Meine Laune erhielt einen positiven Gradienten.
Reykjavik befand sich offensichtlich in einem Bauboom. Große Gebäude
schossen überall aus dem Boden und die Baukräne prägten das Stadtbild.
Alles blinkte und glitzerte und der Busfahrer hatte an der Uferpromenade
einige Mühe den Bus in der Spur zu halten, da der Wind ordentlich von der
Seite pfiff. "It
is 60 km/h of wind today", kommentierte er seine Lenkradbewegungen. "If it's more than 85 km/h, we are not allowed to drive any more", sagte er.
"Last week, it was 130 km/h and it flipped a bus." Ich war mittlerweile der
einzige Fahrgast und plauderte entspannt mit ihm über die Baustellen und
seinen bevorstehenden Feierabend.
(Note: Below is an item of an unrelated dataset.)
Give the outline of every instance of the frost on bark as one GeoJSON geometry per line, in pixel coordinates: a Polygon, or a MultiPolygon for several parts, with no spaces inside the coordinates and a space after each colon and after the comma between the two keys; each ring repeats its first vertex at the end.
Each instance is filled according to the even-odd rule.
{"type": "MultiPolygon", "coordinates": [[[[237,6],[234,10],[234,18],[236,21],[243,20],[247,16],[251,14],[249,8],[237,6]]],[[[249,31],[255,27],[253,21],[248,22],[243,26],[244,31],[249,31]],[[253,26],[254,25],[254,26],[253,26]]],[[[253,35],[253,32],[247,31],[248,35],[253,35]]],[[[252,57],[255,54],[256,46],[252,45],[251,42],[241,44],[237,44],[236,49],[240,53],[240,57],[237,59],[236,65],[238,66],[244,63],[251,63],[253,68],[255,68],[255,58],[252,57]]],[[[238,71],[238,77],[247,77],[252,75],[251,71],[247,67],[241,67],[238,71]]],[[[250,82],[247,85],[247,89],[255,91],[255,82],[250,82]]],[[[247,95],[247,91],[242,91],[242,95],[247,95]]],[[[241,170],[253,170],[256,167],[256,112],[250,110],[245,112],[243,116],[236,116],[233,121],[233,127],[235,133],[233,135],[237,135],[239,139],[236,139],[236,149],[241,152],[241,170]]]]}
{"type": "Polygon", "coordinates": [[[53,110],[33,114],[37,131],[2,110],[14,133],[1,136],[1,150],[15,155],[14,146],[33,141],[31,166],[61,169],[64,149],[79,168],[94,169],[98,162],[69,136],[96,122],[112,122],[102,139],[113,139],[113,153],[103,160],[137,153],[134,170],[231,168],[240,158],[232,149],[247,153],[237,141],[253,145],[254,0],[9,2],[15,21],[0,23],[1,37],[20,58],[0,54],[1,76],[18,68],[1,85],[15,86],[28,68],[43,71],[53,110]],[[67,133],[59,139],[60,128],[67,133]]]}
Er lieferte mich bei meiner Unterkunft
ab und verabschiedete sich herzlich.
Wenig später schlenderte ich mit hochgezogenen Schultern und dick vermummt
in Richtung Downtown. Vor einem Restaurant spielten ein paar einheimische
Kinder mit dem Wind, der sich hier kanalisierte. Die Eltern saßen im
Inneren hinter der großen Scheibe und beobachteten ihren lauthals
plärrenden Nachwuchs. Einer der Buben lehnte sich mit ausgestreckten Armen
in den 3°C kalten Sturm und prahlte mit seiner Schräglage. Er trug nur ein
dünnes, heftig in der Strömung flatterndes T-Shirt. Seine Schwester trug
immerhin ein langes Oberteil, was aber ebenfalls ultradünn war. Die sind echt
anders drauf hier oben und
auch das Wort "Weichei" kam mir angesichts meines Softshells,
meiner Mütze und meines Pullis in den Sinn. Demonstrativ ließ ich meine
Schultern hängen, um sie hinter der nächsten Hausecke frierend wieder
anzuheben. Wenn die isländischen Mamas ihren Kindern in dem
fortschreitenden Winter irgendwann doch mal Mützen aufziehen, liegen die
Strassen in Reykjavik vermutlich voller erfrorener Touristen. Der
Pathologe, der die hohe Anzahl von Leichen nicht gewohnt ist, würde kopfschüttelnd auf einen Haufen
hochmoderner, überteuerter, knallbunter und praktisch ungetragener Kunstfaser-Hightech-Klamotten
blicken, die in dem grün gekachelten Raum
beinahe bis
an die Decke reichen...
Die Ankunft am Dubliner riss mich aus meinen
finsteren Gedanken, die ich mit zwei schnellen Guinness aus dem Fass herunterspülte.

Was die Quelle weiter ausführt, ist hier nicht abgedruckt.